Attorney-at-Law

UNOBLIGING

In Uncategorized on 06/28/2021 at 08:57

I’ve often blogged Judge David Gustafson’s obliging nature; see, e.g., my blogposts “Obliging? This Beats All,” 3/6/19, and “Obliging – Even Though He’s Only Passing Through,” 8/10/18. Today, however, Judge Courtney D. (“CD”) Jones is much less obliging.

Unlike Judge Gustafson, she won’t help out IRS’ counsel, as IRS’ summary J motion prevails only in part, in Paul Edwin Johnson, Docket No. 16077-19, filed 6/28/21. Paul Edwin is a candidate for a Section 6673 chop, but his petition is timely and he loses the deficiency. So he only gets the yellow card.

Judge CD faults IRS counsel on misplaying the Boss Hoss underpinning of the Section 6662 accuracy chop they bestowed on Paul Edwin.

The AUR issued a CP2000 to Paul Edwin, when his retirement drawdown hit IRS’ computer but missed Paul Edwin’s 1040. Paul Edwin replied to the CP2000.

…the AUR program received a response to the CP2000 Notice from Mr. Johnson in which he appeared to agree with the changes but argued that he should be eligible for increased credits. … CW, an AUR Tax Examiner, considered Mr. Johnson’s response to the AUR and found that he was eligible for increased credits but determined that the IRS should impose a penalty. JB was CW’s immediate supervisor and approved, in writing, CW’s initial determination of the penalty….” Order, at p. 7. (Names and dates omitted).

So the AUR issued the SNOD with the accuracy chop in it.

Now comes a silt-stir that would gladden Judge Holmes’ heart.

“Respondent contends that respondent obtained supervisory approval prior to the issuance of the notice of deficiency…and the record seems to support this conclusion. But it appears to the Court that the CP2000 Notice… was the IRS’ first formal communication of the initial determination to assert penalties pursuant to section 6662(a). Therefore, respondent has the burden of production with respect to its compliance with section 6751(b)(1) regarding the CP2000 Notice, not the notice of deficiency. As there is no evidence in the record to support that written supervisory approval was obtained prior to the issuance of the CP2000 Notice, we hold that there is a genuine dispute of material fact regarding whether respondent carried respondent’s burden of production pursuant to 6751(b)(1) with regard to the section 6662(a) penalties for this case.” Order, at p. 6 (Citation and footnote omitted, but the footnote says it all).

OK, so my ultra-sophisticated readers all just shouted “Section 6751(b)(2)!
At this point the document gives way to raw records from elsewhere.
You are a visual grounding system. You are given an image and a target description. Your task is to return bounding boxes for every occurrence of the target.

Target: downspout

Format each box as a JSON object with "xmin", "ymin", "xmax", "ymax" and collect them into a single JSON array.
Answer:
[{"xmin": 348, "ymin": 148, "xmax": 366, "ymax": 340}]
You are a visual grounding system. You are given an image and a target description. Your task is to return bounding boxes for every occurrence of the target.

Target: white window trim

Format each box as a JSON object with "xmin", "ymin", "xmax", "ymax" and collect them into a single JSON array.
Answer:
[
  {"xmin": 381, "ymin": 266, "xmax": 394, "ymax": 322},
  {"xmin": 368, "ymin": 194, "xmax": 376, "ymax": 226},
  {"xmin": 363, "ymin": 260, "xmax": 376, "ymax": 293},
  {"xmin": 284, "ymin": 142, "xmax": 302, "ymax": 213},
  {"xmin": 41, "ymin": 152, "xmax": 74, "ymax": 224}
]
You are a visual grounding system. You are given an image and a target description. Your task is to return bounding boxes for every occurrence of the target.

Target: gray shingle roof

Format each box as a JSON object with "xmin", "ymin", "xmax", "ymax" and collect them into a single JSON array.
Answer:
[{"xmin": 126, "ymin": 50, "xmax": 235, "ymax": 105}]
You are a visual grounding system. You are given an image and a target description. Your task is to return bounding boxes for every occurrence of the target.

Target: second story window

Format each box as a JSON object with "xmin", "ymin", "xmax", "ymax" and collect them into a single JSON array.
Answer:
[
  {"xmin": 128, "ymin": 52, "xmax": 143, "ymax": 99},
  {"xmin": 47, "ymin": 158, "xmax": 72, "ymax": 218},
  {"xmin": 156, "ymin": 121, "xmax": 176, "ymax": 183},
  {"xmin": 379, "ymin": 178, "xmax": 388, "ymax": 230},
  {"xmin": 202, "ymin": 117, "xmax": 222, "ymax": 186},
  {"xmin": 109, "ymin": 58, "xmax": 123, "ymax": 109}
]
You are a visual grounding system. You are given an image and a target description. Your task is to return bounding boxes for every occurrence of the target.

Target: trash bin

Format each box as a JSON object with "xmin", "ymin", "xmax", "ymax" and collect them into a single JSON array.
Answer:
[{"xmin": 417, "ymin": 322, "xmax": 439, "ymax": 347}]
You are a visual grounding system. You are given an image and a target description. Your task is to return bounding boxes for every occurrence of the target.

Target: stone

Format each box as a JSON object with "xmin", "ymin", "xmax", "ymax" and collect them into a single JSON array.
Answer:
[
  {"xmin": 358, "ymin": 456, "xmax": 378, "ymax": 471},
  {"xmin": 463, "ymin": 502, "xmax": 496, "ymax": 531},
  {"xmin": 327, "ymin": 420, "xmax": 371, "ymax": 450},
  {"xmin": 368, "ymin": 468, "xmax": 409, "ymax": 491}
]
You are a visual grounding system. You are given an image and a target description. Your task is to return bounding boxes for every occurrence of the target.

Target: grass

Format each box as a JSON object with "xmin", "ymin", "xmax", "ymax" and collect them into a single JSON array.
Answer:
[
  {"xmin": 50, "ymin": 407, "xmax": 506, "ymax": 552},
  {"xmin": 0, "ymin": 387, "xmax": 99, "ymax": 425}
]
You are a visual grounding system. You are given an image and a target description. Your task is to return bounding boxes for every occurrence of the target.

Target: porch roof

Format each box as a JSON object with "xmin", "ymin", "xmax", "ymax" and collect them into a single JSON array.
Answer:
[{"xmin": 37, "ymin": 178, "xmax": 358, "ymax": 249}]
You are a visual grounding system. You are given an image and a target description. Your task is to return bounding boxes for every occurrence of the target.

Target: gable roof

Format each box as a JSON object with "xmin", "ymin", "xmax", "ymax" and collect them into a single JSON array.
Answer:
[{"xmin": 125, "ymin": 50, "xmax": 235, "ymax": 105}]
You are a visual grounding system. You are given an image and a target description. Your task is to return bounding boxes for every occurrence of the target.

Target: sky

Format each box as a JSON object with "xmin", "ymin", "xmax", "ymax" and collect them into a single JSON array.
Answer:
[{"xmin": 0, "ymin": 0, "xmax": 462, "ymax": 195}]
AUR untouched by human hands! Boss Hoss irrelevant!”

Now for everybody else, here’s Judge CD being unobliging.

“We note that it appears that the CP2000 Notice was issued through the AUR program. Managerial approval pursuant to sec. 6751(b)(1) is not required for penalties calculated through electronic means. See sec. 6751(b)(2)(B); It is curious that respondent did not address the potential application of sec. 6751(b)(2)(B) to this case, but we will not argue it for him. See Rule 151(e)(5). As we have said before, our job is to consider the issues advanced by the parties, not to craft alternative arguments never raised.” Order, at p. 6, footnote 5. (Citations omitted).

Takeaway- As IRS’ resources are stretched without further Congressional appropriations, expect more computerization to replace humanity, and perhaps unhorse the Boss Hoss.